Where to Place Candles Around the Home

Candles earn their keep in almost every room. A few placements that work:

  • Living room. A group on the coffee table or mantel, and a single holder on a side table or accent stool for a warm corner in the evening.
  • Dining table. A low centerpiece run, as above.
  • Bedroom. One or two on a dresser for soft light. Use a scented candle like the Sea-Shelf Soy Candle (27.99 EUR) here, where a faint scent is welcome.
  • Bathroom. A candle or two by the tub turns a bath into something better. Stone and ceramic holders handle the humidity best.
  • Entryway. A holder on a console or shelf greets people with a bit of warmth at the door.

How to Get Wax Out of a Candle Holder

Sooner or later a holder fills with old wax. It comes out easily with one of these methods, no scraping needed.

  • Freezer method. Put the holder in the freezer for an hour. The wax shrinks and hardens, and usually pops out in one piece when you turn it over and tap it.
  • Hot water method. Pour boiling water into or around the holder (not for wood or delicate ceramic). The wax melts and floats to the top, then lifts off once the water cools.
  • Warm and wipe. A short blast from a hairdryer softens a thin film of wax so you can wipe it away with a paper towel.

Protect the surface underneath. A wooden pad or tray, like the Wooden Candle Pad (19.99 EUR), catches drips and heat and saves your table. A quick safety note: never leave a burning candle unattended, keep flames away from anything that can catch, and trim wicks to about 5 mm so they burn clean.

A candle holder is a small buy that changes how a room feels at night. Choose one by its material and the candle it takes, group your candles in odd numbers at different heights on a tray, and keep a wooden pad underneath to catch the wax.

To start, pick a wooden or stone holder you like, add a taper or pillar candle, and set it on a tray with one or two more at different heights. Browse the full candles and holders collection to build a group that suits your room.

Frequently Asked Questions

Group them rather than spreading them out. Use odd numbers, three or five candles together, at different heights, and set them on a tray or wooden board to pull the group into one arrangement. Mix materials like wood, stone, and a little metal, and keep the candles in calm natural tones so the glow is the focus.
The main types match the candle. A taper or candlestick holder takes a thin, tall dinner candle. A pillar holder or plate takes a thick freestanding candle. Tealight and votive holders take the small cups. Lanterns enclose a pillar candle for a safer, softer light.

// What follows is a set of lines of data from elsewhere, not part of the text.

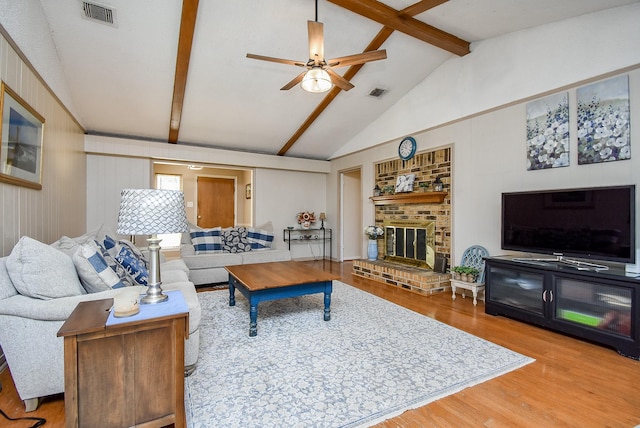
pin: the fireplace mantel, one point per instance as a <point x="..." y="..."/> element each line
<point x="410" y="198"/>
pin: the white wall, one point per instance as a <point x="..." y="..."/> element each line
<point x="106" y="177"/>
<point x="511" y="68"/>
<point x="281" y="195"/>
<point x="59" y="208"/>
<point x="281" y="187"/>
<point x="489" y="157"/>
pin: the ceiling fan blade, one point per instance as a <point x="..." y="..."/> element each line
<point x="339" y="81"/>
<point x="316" y="41"/>
<point x="294" y="82"/>
<point x="278" y="60"/>
<point x="357" y="58"/>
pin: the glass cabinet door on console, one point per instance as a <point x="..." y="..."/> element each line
<point x="517" y="288"/>
<point x="598" y="306"/>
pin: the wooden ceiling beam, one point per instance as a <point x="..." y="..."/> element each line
<point x="375" y="44"/>
<point x="185" y="41"/>
<point x="404" y="23"/>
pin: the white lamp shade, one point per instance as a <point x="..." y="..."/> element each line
<point x="151" y="211"/>
<point x="316" y="80"/>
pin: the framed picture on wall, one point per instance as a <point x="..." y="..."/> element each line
<point x="22" y="130"/>
<point x="404" y="183"/>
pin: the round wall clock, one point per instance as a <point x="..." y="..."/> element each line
<point x="407" y="148"/>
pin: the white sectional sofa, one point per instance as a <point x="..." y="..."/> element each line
<point x="206" y="266"/>
<point x="40" y="285"/>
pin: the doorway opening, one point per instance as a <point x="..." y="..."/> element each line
<point x="351" y="229"/>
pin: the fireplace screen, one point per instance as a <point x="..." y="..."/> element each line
<point x="410" y="242"/>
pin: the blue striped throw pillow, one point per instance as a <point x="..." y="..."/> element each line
<point x="259" y="239"/>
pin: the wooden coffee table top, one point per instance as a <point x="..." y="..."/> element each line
<point x="261" y="276"/>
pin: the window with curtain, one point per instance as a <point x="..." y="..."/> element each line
<point x="169" y="182"/>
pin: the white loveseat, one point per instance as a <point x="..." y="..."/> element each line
<point x="40" y="286"/>
<point x="205" y="253"/>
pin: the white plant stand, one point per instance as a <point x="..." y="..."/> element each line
<point x="474" y="287"/>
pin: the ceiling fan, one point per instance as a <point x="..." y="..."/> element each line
<point x="319" y="76"/>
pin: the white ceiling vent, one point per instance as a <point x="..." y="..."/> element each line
<point x="99" y="13"/>
<point x="377" y="92"/>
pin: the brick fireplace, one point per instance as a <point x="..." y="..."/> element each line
<point x="417" y="224"/>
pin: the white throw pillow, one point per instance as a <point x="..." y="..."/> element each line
<point x="93" y="270"/>
<point x="40" y="271"/>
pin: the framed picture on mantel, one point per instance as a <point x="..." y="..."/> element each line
<point x="22" y="130"/>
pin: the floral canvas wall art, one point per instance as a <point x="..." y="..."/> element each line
<point x="548" y="132"/>
<point x="603" y="121"/>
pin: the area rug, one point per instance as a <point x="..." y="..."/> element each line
<point x="372" y="361"/>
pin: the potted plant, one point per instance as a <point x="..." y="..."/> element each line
<point x="465" y="273"/>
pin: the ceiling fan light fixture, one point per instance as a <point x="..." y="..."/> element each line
<point x="316" y="81"/>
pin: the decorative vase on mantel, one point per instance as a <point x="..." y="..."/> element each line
<point x="372" y="250"/>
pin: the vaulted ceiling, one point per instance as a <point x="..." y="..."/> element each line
<point x="176" y="71"/>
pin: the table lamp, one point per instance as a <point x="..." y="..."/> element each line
<point x="149" y="212"/>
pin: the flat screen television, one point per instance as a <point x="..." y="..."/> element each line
<point x="591" y="223"/>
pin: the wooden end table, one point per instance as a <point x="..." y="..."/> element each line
<point x="261" y="282"/>
<point x="126" y="374"/>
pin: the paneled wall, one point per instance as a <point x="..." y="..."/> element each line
<point x="59" y="208"/>
<point x="106" y="177"/>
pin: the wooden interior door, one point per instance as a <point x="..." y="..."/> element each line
<point x="216" y="202"/>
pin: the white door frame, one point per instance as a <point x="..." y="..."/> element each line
<point x="353" y="209"/>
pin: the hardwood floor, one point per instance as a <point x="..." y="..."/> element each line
<point x="572" y="383"/>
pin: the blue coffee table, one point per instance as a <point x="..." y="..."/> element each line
<point x="262" y="282"/>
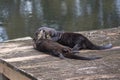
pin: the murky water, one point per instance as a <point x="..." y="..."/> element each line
<point x="22" y="17"/>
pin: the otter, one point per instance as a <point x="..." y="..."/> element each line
<point x="56" y="49"/>
<point x="73" y="40"/>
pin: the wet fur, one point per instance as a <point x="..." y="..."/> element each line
<point x="56" y="49"/>
<point x="72" y="40"/>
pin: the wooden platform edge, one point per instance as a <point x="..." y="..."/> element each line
<point x="13" y="73"/>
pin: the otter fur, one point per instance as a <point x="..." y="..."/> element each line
<point x="56" y="49"/>
<point x="73" y="40"/>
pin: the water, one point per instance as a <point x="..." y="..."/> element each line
<point x="21" y="18"/>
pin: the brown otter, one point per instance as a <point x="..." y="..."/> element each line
<point x="56" y="49"/>
<point x="72" y="40"/>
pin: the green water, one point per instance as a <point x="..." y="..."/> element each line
<point x="22" y="17"/>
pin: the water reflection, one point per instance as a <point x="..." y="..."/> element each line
<point x="22" y="17"/>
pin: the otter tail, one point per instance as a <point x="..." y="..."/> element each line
<point x="72" y="56"/>
<point x="108" y="46"/>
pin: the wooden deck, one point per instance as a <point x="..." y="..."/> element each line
<point x="19" y="61"/>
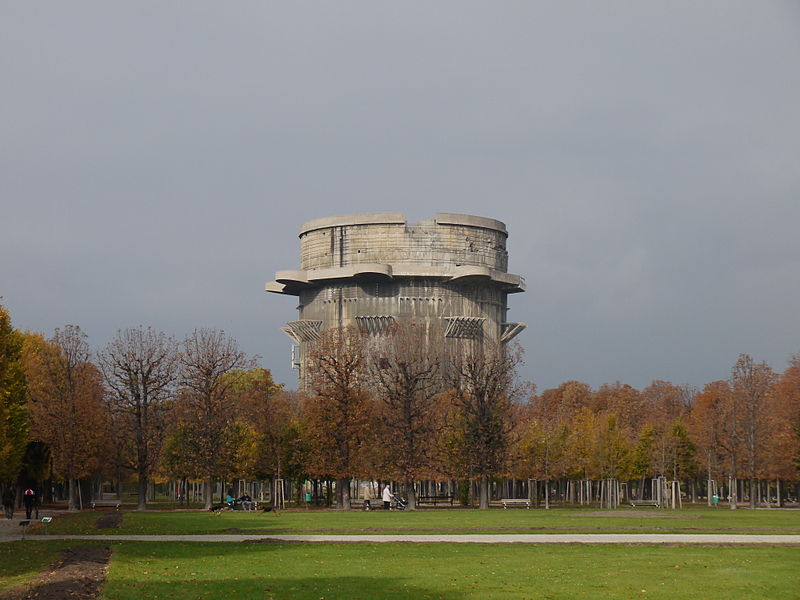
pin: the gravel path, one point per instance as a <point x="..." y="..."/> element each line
<point x="521" y="538"/>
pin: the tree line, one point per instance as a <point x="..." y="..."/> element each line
<point x="392" y="407"/>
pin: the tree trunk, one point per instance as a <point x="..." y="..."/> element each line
<point x="143" y="485"/>
<point x="208" y="493"/>
<point x="484" y="493"/>
<point x="72" y="495"/>
<point x="343" y="493"/>
<point x="411" y="495"/>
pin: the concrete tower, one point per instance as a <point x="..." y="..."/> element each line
<point x="370" y="270"/>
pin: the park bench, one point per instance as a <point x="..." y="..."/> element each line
<point x="653" y="503"/>
<point x="442" y="498"/>
<point x="515" y="502"/>
<point x="115" y="504"/>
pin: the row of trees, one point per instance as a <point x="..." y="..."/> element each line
<point x="389" y="407"/>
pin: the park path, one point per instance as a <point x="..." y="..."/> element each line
<point x="520" y="538"/>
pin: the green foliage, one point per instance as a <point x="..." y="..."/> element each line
<point x="13" y="417"/>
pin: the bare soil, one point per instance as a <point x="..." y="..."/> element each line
<point x="635" y="513"/>
<point x="111" y="520"/>
<point x="78" y="575"/>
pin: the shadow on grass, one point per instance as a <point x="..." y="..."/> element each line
<point x="311" y="587"/>
<point x="78" y="573"/>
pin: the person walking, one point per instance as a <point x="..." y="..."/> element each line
<point x="8" y="501"/>
<point x="29" y="499"/>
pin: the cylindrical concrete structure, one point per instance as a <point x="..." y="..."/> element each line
<point x="370" y="270"/>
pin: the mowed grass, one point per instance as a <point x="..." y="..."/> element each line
<point x="696" y="520"/>
<point x="21" y="561"/>
<point x="200" y="570"/>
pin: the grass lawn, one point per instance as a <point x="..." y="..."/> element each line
<point x="695" y="520"/>
<point x="21" y="561"/>
<point x="145" y="570"/>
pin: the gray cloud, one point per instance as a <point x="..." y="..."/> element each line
<point x="157" y="161"/>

Choose the holder to fit the candle you actually burn.
Line up three to five candlesticks of different heights down the center of the table, in one material or a mix, and keep them below eye line so guests can see over the flames. Break up the run with a low vase of dried stems or a small bowl for height and texture, and leave space around each flame.
The easiest way is the freezer: chill the holder for about an hour and the hardened wax usually pops out when you tap it. For heat-safe holders, pour in boiling water so the wax melts and floats to the top, then lift it off once the water cools. A hairdryer softens a thin film so you can wipe it away. Avoid boiling water on wood or delicate ceramic.
Yes, when used sensibly. Keep the flame from burning down close to the wood, sit the holder on a heat-safe tray or pad, trim the wick to about 5 mm so it burns clean, and never leave a burning candle unattended. A holder with a wide base and a proper cup or spike keeps the candle stable.